To make Schnecken, use a straight edge (such as a ruler), to cut 1-inch vertical strips, so that you end up with strips that are 8-9 inches long. Lift each strip at both ends and twist in opposite directions to form the strip into a spring-like coil, then lay the strip down on the work surface and coil from both ends to form an S-shape. Tuck the outer end of the coils underneath to close off the circle. Place the pastries about 2 inches apart on a parchment-lined baking sheet.
To make the pinwheels, cut the dough into 3-inch squares. Working one piece at a time, use a pair of kitchen shears to cut a notch at each corner, cutting from the corner toward the center, without connecting the cuts. Leave an uncut center about 1/2-inch wide for the filling. Take the same side of each corner and fold it over to the center, pressing it into the uncut platform. When all four corners are folded, use your thumb to press the ends into each other and seal them in the center of the pinwheel. Place the pinwheels about 1-inch apart on the baking sheet.
Cover the pastries with plastic wrap. Proof at room temperature for 2 to 2 1/2 hours, until the dough has swelled noticeably.
To make the cream cheese filling, combine the ingredients in a medium bowl and stir to combine until smooth.
To make the apricot filling, combine the apricots and orange juice in a microwave-safe bowl and cover tightly with plastic wrap. Microwave about 1 minute, until the juice is simmering. Let stand, covered, about 10 minutes, until the apricots have absorbed most of the juice. Place the apricots, any remaining juice, sugar, and salt in a food processor and process until a puree forms, about 20 seconds. Scrape into a small bowl and cover with plastic wrap until ready to use.
To bake and glaze the pastries, preheat the oven to 450 degrees. Fill the pastries by using your thumb to make an indention in the center of each coil (or the center of the pinwheel), and add about 1 teaspoon of the filling to the pockets.
To make the fondant icing, stir the sugar, corn syrup, and vanilla together. Gradually whisk in the milk, adding just enough to make a thick but creamy glaze. The more milk you add, the thinner the glaze will be.
Just before baking the Danish, prepare the hot glaze. Combine the water and sugar in a saucepan and bring it to a boil, stirring to dissolve the sugar. Lower the heat and stir in the apricot preserves, then add the entire lemon half. Maintain a gentle simmer as the Danish bake.

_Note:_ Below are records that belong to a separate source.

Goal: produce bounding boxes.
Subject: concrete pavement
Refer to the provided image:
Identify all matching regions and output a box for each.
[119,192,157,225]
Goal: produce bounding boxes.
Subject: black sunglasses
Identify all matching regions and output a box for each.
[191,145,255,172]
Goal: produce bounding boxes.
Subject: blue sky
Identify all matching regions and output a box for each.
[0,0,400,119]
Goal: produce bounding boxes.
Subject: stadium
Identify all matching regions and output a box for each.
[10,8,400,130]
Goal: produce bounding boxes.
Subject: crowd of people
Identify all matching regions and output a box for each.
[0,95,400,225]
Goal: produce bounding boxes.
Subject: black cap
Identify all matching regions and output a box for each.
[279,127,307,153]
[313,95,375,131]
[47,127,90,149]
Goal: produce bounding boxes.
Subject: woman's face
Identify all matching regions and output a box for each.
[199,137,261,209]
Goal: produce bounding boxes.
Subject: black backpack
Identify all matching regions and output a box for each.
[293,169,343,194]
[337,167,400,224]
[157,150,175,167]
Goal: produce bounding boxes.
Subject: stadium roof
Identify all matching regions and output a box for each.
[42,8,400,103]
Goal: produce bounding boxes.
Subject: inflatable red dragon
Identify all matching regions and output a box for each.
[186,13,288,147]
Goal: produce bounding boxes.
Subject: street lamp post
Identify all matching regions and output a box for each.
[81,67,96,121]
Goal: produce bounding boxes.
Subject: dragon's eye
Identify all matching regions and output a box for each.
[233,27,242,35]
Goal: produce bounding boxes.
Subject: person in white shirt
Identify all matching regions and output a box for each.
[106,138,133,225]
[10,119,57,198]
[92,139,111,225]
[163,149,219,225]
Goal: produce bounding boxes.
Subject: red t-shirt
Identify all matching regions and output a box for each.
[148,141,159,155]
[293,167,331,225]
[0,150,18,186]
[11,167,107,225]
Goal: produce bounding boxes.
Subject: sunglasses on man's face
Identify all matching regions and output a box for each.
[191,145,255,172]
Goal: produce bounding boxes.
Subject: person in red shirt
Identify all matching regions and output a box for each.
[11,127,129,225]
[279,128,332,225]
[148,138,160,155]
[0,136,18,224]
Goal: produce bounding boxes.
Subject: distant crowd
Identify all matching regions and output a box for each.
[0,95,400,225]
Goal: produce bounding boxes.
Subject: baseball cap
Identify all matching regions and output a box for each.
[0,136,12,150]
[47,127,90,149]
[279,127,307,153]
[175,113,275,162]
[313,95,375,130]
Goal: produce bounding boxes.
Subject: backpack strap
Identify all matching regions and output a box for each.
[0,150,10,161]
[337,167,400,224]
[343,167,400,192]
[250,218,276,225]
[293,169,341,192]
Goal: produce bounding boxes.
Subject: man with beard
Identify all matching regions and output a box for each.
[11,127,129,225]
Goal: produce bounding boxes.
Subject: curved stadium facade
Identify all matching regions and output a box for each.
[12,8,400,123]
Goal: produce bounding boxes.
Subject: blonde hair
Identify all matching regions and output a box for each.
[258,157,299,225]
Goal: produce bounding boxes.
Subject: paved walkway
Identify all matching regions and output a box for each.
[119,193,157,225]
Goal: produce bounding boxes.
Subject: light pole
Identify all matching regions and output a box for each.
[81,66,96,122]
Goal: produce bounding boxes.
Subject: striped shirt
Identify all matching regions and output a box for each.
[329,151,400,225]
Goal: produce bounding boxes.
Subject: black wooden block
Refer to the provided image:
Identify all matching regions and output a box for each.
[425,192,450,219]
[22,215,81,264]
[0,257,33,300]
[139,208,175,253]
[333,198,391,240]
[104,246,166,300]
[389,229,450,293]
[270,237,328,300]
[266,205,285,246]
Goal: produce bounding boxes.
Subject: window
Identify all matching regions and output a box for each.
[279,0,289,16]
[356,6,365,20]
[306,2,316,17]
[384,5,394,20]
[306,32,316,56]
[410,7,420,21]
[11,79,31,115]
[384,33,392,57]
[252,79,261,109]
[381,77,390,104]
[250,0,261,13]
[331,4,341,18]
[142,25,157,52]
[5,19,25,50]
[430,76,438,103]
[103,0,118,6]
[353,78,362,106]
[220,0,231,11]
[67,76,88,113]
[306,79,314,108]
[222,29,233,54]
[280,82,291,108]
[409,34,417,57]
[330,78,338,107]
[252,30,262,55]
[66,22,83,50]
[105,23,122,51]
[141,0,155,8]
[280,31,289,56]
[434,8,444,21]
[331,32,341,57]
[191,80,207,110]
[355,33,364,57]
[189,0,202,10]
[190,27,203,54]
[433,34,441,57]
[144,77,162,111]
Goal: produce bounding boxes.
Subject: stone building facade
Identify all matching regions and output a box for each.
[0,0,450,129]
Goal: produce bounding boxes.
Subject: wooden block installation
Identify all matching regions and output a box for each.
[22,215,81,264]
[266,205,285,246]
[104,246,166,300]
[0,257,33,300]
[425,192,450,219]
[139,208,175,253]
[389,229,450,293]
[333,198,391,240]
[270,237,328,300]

As the syrup is heating up, place the pan in the oven and lower the temperature to 400 degrees. Bake for 6 minutes, then rotate the pan and bake an additional 5-6 minutes, until they are a medium golden-brown.
As soon as the Danish come out of the oven, brush with the hot syrup (including over the filling). Allow to cool on the pan for 5 minutes, then drizzle streaks of the fondant glaze over them. Allow the glaze to set up for 5 minutes before serving.